Nearby, on a lower landing of the same chamber, Rerval, Rafflan and other vox-officers had continued to apply themselves to their caster-sets, their constant, murmuring voices becoming a liturgical chorus to Zweil’s confid
ent voice.
Daur was in command of the watch on the main gatehouse. He knew that what they were hearing—and feeling—was harassing fire at best, a constant plugging away to weaken their resolve. No one, not even the Chaotic enemy, used artillery during a full-scale typhoon with any expectation of accurate, productive results. It was a wonder anything was hitting the house at all.
But even the whine of shells passing overhead, or the sound of a barrage landing within earshot, was enough to unsettle dug-in troops. It made them feel helpless and even more vulnerable than usual. It whittled away their hope and eroded their confidence.
Daur walked down through the huddles of muttering, wary men in the gatehouse and stood in front of the main hatch.
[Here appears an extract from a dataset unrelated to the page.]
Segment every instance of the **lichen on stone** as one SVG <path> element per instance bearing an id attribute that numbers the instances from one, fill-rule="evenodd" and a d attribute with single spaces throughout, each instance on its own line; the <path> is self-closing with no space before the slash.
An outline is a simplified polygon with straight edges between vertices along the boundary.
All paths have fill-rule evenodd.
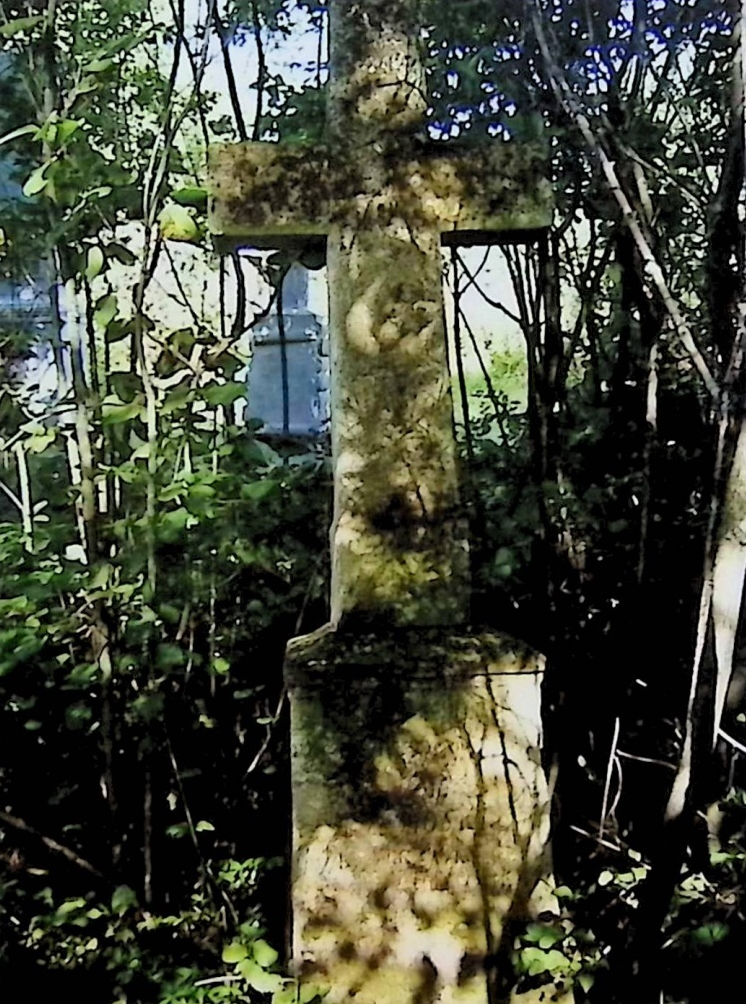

His fingers traced the slight crease in the seam where the ram had done its work the day before. It wouldn’t take much more to break the seal.
He placed the palm of his hand flat against the metal of the hatch and felt a slight, continuous vibration beneath his touch. Was that the pressure of the storm driving against the other side?
The shelling persisted for another half an hour and then died away again. There was no respite from the storm. High in the house, along those ill-fated uppermost halls and galleries, the fiercely moving air and dust outside made sounds against the metal domes of the cloches like claws on glass. Hastily tied or wired-down shutters juddered in their sockets. Sentry fire-teams waited in uneasy groups, listening, talking softly, playing at cards or dice, or gnawing on dried rations.
Mkoll toured the upper galleries, checking on the sentry teams. The men were glad to see him. Mkoll was a reassuring figure. As the shelling came and went, he told them not to worry, and to keep a close watch on the shutters and the trip-wires.
More than once, as if in passing, he casually asked, “Do you happen to have seen the Nihtgane today?”